All Grain Yeast:
WLP029 - German Ale/Koelsch Yeast Starter:
1 L Additional Yeast or Yeast Starter:
n/a Batch Size (Gallons):
5.5 Original Gravity:
1.042 Final Gravity:
23.7 (Tinseth) Boiling Time (Minutes):
3-5 SRM Primary Fermentation (# of Days & Temp):
9 d @ 63-70F Additional Fermentation:
n/a Secondary Fermentation (# of Days & Temp):
14 d @ 70
4.5# U.S. 2-row pale malt
2.0# Belgian Pilsner
0.75# Flaked rye
1 oz. Cascades (Argentine) 3.2% AA 75 mins (FWH)
1 oz. Cascades (Argentine) 20 mins
0.5 oz Cascades (Argentine) 10 mins
0.5 oz Cascades (Argentine) 5 mins
0.5 oz Cascades (Argentine) DRY
Mash: Protein rest - 20 mins @ 129; Sacc rest - approx 45 mins @ 152 (or until converted); Mash out @ 170.
Water: Soft. I added about a quarter teaspoon or so of Burton salts per 5 gallons of RO water.
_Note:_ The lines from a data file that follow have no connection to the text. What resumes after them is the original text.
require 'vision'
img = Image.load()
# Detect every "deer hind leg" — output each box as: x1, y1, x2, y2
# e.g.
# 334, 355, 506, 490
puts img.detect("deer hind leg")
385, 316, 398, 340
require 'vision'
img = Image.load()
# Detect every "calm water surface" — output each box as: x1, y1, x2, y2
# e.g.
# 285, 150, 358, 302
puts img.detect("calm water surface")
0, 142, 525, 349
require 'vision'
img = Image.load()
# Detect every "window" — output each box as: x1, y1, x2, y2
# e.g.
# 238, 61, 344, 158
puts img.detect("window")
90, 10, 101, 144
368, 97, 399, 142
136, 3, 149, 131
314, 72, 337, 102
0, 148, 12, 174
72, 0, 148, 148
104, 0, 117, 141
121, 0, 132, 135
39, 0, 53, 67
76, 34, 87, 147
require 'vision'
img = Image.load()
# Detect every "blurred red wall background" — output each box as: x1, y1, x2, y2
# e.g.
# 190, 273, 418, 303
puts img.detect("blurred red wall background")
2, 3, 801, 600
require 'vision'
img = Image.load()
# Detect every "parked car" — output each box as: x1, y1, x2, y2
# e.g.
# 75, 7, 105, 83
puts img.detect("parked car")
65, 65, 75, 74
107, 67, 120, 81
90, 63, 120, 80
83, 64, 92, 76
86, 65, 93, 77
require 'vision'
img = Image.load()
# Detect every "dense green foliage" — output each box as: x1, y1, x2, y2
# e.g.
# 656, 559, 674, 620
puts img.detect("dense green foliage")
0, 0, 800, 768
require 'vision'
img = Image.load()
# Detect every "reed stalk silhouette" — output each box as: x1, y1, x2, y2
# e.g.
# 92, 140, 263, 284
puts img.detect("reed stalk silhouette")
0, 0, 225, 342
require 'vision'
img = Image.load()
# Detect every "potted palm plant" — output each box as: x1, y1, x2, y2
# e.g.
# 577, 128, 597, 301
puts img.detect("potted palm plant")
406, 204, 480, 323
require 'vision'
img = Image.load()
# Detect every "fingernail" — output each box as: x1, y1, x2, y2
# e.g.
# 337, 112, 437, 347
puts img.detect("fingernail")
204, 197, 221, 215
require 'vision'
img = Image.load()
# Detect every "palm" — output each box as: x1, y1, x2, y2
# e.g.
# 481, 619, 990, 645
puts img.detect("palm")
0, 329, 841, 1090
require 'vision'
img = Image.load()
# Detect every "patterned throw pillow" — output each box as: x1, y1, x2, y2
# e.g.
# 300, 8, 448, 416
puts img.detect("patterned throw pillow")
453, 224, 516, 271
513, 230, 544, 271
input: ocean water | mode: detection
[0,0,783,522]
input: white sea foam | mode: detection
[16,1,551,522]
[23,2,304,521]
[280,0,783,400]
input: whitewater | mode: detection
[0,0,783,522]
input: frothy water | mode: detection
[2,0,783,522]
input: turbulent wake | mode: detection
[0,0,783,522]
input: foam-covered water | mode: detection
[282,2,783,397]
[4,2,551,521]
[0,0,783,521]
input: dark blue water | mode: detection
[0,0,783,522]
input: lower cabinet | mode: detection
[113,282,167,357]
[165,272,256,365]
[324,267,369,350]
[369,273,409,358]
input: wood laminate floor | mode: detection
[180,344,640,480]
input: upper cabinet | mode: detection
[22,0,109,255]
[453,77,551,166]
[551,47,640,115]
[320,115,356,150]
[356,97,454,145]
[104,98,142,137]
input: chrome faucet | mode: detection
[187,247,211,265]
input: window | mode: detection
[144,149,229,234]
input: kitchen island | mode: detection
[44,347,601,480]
This was inspired by BierMuncher's Sterling Gold, in that a wanted a good, crisp Summer drinker with spicy sort of hop character. Since I had the Argentine Cascades in the freezer, I took them for a spin.
Aroma is clean, a little sweet, with mild spicy, floral, and citrus notes from the hops. There is a mild Pilsner malt note, and just a touch more spiciness from the rye (which I might bump to 1.5#).
Appearance is light golden (around 4 SRM, as best as I can tell) with a meringue-like, white head that lasts and provides light lacing. It started off quite hazy at first, but it has been clearing up rapidly.
Flavor follows aroma: a little sweet with very mild hop flavor. It dries out quickly in the mouth and finishes mildly bitter.
Medium-light body gets a little support from the rye, and that keeps the beer from feeling watery. I kept the carbonation down on this one a little, as I do not like beers that get too fluffy or lose flavor and aroma to carbonation bite. There is no astringecy, diacetyl, or any other unexpected sensations.
I wanted a nice, Summer drinker, and I got it. This one also is very popular with the neighbors. So far, I've received comments along the lines of "delicious" and "refreshing" from them and other brewers.
I think it is important to keep this one clean or with very mild fermentation character. Anything more than a little flavor or aroma from the yeast, and you risk covering everything else up. Also, a little bit of DMS would be very pleasant here. I originally boiled for 75 minutes, but that was too much. The shorter boil also will help keep your color on the lighter side, which is nice with this beer.
I also like the Argentine hops very much, as they let me get a mild but complex hop profile without a complex recipe or measuring out quarter ounces. I may tweak this around when I brew it again, but just for the sake of playing. It is good as it is.